Prof. Rolf-Rüdiger Radeisen
Leitsatz
Gibt ein Beschenkter das erworbene Vermögen ohne eigene Entscheidungsfreiheit an einen Dritten heraus, so liegt eine direkte Zuwendung des Zuwendenden an den Dritten vor.
Sachverhalt
Bei einer Schenkung (oder einem Erwerb von Todes wegen) werden persönliche Freibeträge nach § 16 ErbStG gewährt. Allerdings kann dieser Freibetrag innerhalb von zehn Jahren nur einmalig angewendet werden, da mehrere Erwerbe innerhalb von zehn Jahren zusammen zu rechnen sind, § 14 ErbStG. Da die Höhe der Freibeträge von der verwandtschaftlichen Stellung abhängt, kann sich die Einschaltung von nahe verwandten Personen in eine Schenkungskette steuermindernd auswirken.
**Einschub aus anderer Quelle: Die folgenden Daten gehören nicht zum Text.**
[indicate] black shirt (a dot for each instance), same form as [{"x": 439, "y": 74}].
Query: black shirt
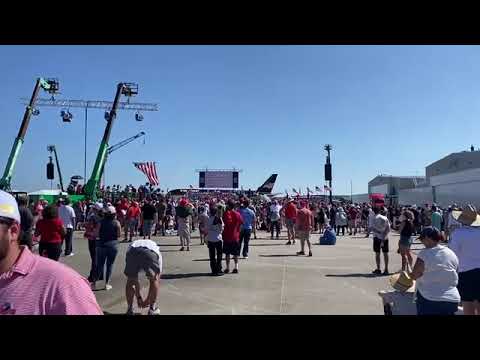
[
  {"x": 26, "y": 218},
  {"x": 407, "y": 229},
  {"x": 148, "y": 212}
]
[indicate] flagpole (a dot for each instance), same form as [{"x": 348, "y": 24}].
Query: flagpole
[{"x": 351, "y": 191}]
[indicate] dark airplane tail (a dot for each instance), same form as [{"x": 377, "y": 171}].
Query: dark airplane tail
[{"x": 267, "y": 186}]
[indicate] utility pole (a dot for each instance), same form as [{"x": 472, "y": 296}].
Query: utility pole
[{"x": 328, "y": 170}]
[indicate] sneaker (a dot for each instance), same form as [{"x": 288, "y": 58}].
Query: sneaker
[{"x": 154, "y": 312}]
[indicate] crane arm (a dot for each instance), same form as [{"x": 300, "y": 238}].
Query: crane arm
[
  {"x": 53, "y": 149},
  {"x": 123, "y": 143},
  {"x": 91, "y": 187},
  {"x": 47, "y": 85}
]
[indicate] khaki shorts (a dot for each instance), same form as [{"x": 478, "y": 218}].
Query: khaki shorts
[{"x": 303, "y": 235}]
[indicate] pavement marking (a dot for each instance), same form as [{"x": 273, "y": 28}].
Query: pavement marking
[{"x": 283, "y": 286}]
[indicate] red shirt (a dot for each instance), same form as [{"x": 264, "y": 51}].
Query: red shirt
[
  {"x": 291, "y": 211},
  {"x": 353, "y": 214},
  {"x": 133, "y": 212},
  {"x": 50, "y": 230},
  {"x": 232, "y": 221}
]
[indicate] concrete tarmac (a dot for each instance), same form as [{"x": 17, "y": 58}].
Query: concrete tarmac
[{"x": 336, "y": 280}]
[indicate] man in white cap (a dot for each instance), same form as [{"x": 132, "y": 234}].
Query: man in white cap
[
  {"x": 67, "y": 214},
  {"x": 145, "y": 256},
  {"x": 34, "y": 285}
]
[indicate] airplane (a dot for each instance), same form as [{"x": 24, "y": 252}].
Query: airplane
[{"x": 264, "y": 189}]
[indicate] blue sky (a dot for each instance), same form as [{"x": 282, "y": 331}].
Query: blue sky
[{"x": 264, "y": 109}]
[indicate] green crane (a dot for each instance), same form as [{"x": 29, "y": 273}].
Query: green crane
[
  {"x": 49, "y": 85},
  {"x": 91, "y": 188}
]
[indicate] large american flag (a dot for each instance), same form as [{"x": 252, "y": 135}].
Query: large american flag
[{"x": 150, "y": 171}]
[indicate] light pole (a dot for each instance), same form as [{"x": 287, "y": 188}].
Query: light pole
[{"x": 328, "y": 170}]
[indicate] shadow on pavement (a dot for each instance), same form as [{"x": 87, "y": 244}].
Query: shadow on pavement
[
  {"x": 354, "y": 275},
  {"x": 279, "y": 255},
  {"x": 183, "y": 276}
]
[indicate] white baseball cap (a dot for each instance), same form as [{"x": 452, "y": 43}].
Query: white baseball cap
[{"x": 8, "y": 207}]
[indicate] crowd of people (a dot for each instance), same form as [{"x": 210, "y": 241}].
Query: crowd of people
[{"x": 445, "y": 275}]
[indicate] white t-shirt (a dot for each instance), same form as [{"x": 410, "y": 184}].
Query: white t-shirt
[
  {"x": 380, "y": 227},
  {"x": 465, "y": 243},
  {"x": 67, "y": 214},
  {"x": 275, "y": 212},
  {"x": 439, "y": 280},
  {"x": 149, "y": 244}
]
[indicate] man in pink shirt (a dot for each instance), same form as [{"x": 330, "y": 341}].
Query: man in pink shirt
[
  {"x": 34, "y": 285},
  {"x": 304, "y": 225}
]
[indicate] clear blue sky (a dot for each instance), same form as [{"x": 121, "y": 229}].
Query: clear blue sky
[{"x": 264, "y": 109}]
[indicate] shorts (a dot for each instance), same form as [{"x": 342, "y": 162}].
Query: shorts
[
  {"x": 231, "y": 248},
  {"x": 147, "y": 227},
  {"x": 303, "y": 235},
  {"x": 377, "y": 243},
  {"x": 290, "y": 223},
  {"x": 405, "y": 241},
  {"x": 140, "y": 258},
  {"x": 132, "y": 224},
  {"x": 469, "y": 285}
]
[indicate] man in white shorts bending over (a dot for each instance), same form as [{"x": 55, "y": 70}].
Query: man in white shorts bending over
[{"x": 143, "y": 255}]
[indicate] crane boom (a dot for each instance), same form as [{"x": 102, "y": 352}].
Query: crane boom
[
  {"x": 53, "y": 149},
  {"x": 123, "y": 143},
  {"x": 49, "y": 85},
  {"x": 91, "y": 187}
]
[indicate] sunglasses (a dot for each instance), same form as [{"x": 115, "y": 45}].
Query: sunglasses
[{"x": 6, "y": 221}]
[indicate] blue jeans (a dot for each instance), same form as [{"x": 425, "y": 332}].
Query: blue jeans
[
  {"x": 428, "y": 307},
  {"x": 245, "y": 238},
  {"x": 106, "y": 252}
]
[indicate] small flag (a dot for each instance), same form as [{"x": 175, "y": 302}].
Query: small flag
[{"x": 150, "y": 171}]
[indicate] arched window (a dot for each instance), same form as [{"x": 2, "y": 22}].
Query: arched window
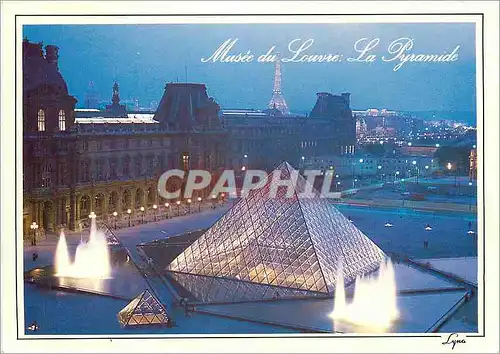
[
  {"x": 62, "y": 120},
  {"x": 41, "y": 120}
]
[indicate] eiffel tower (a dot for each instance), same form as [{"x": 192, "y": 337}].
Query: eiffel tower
[{"x": 278, "y": 101}]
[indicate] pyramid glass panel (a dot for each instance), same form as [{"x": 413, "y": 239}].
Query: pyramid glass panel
[{"x": 281, "y": 246}]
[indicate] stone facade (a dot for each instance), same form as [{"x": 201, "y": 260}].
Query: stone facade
[{"x": 79, "y": 161}]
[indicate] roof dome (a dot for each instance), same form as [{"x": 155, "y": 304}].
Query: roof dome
[{"x": 42, "y": 71}]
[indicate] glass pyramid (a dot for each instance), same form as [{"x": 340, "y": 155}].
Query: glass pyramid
[
  {"x": 145, "y": 309},
  {"x": 275, "y": 247}
]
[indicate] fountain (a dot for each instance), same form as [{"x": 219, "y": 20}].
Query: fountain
[
  {"x": 92, "y": 258},
  {"x": 374, "y": 303}
]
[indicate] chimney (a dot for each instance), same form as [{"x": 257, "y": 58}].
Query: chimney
[
  {"x": 52, "y": 54},
  {"x": 347, "y": 97}
]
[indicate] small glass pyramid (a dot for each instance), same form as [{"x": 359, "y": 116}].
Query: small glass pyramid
[
  {"x": 145, "y": 309},
  {"x": 286, "y": 246}
]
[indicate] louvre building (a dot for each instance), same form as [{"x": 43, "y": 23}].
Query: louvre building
[{"x": 266, "y": 247}]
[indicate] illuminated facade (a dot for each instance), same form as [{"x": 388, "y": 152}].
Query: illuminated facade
[
  {"x": 473, "y": 164},
  {"x": 278, "y": 101},
  {"x": 267, "y": 247},
  {"x": 78, "y": 161}
]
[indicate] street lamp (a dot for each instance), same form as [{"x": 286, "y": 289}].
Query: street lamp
[
  {"x": 167, "y": 209},
  {"x": 34, "y": 227},
  {"x": 115, "y": 214}
]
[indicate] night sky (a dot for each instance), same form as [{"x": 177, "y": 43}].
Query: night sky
[{"x": 143, "y": 58}]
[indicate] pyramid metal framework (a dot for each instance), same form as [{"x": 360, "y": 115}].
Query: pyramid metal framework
[
  {"x": 275, "y": 247},
  {"x": 278, "y": 100},
  {"x": 145, "y": 309}
]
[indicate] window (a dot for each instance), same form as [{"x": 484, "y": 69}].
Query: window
[
  {"x": 62, "y": 120},
  {"x": 138, "y": 166},
  {"x": 62, "y": 174},
  {"x": 99, "y": 169},
  {"x": 41, "y": 120}
]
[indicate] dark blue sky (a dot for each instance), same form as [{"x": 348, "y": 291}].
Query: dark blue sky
[{"x": 142, "y": 58}]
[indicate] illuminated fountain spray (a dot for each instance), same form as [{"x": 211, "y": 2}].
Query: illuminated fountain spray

Im Streitfall übertrug die Großmutter (G) ihrer Tochter (T) Grundvermögen. Mit notariellem Vertrag vom gleichen Tage übertrug die T ihrer Tochter, der Enkelin (E) der G, das Grundstück, Im Gegenzug zahlte die E an die T - und einen weiteren Verwandten - zur Abgeltung aller erbrechtlicher Ansprüche einen Ausgleich und übernahm sämtliche Unterhaltsverpflichtungen gegenüber der G. Die G stimmte diesen Regelungen ausdrücklich zu. Die Klägerin nahm einerseits eine Schenkung der G an die T (unter Gewährung des Freibetrags von Eltern zu Kind) und eine davon unabhängige Schenkung von T an die E (ebenfalls unter Gewährung des Freibetrags von Eltern zu Kind) an. Das Finanzamt sah hingegen eine direkte Schenkung der G an ihre Enkelin - der E - und besteuerte einen einheitlichen Vorgang unter Berücksichtigung des persönlichen Freibetrags von Großmutter zu Enkelin.
Entscheidung
Das Hessische Finanzgericht wies die Klage als unbegründet ab. Im Streitfall ist davon auszugehen, dass die in den Verträgen insgesamt getroffenen Regelungen von dem übereinstimmenden Willen aller Beteiligten getragen waren und zwischen beiden Verträgen eine auf einem Gesamtplan beruhende sachliche Verknüpfung bestand. Hierfür sprechen sämtliche erkennbaren Umstände. So stellt bereits der zeitgleiche Abschluss der Verträge in einem Notartermin ein Indiz für die Abhängigkeit zwischen beiden Verträgen dar. Hinzu kam, dass die Großmutter auch an dem Übertragungsvertrag zwischen ihrer Tochter und der Enkelin beteiligt war. Damit stellt sich der gesamte Vorgang als einheitliche Regelung der vorweggenommenen Erbfolge dar, so dass die Zuwendung direkt von der Großmutter an ihre Enkelin erfolgte.
Hinweis
Die Entscheidung des Hessischen Finanzgerichts entspricht im Wesentlichen den vom BFH vorgegebenen Abgrenzungskriterien (zuletzt BFH, Urteil v. 10.3.2005, II R 54/03, HI1343317). Eine zeitgleich ausgeführte Schenkung in einer Reihe wird in der Praxis immer auf Probleme stoßen, da nach der allgemeinen Lebenserfahrung davon ausgegangen werden muss, dass hier ein einheitlicher Wille vorhanden war und damit das Ganze nach einem Gesamtplan abgewickelt wurde.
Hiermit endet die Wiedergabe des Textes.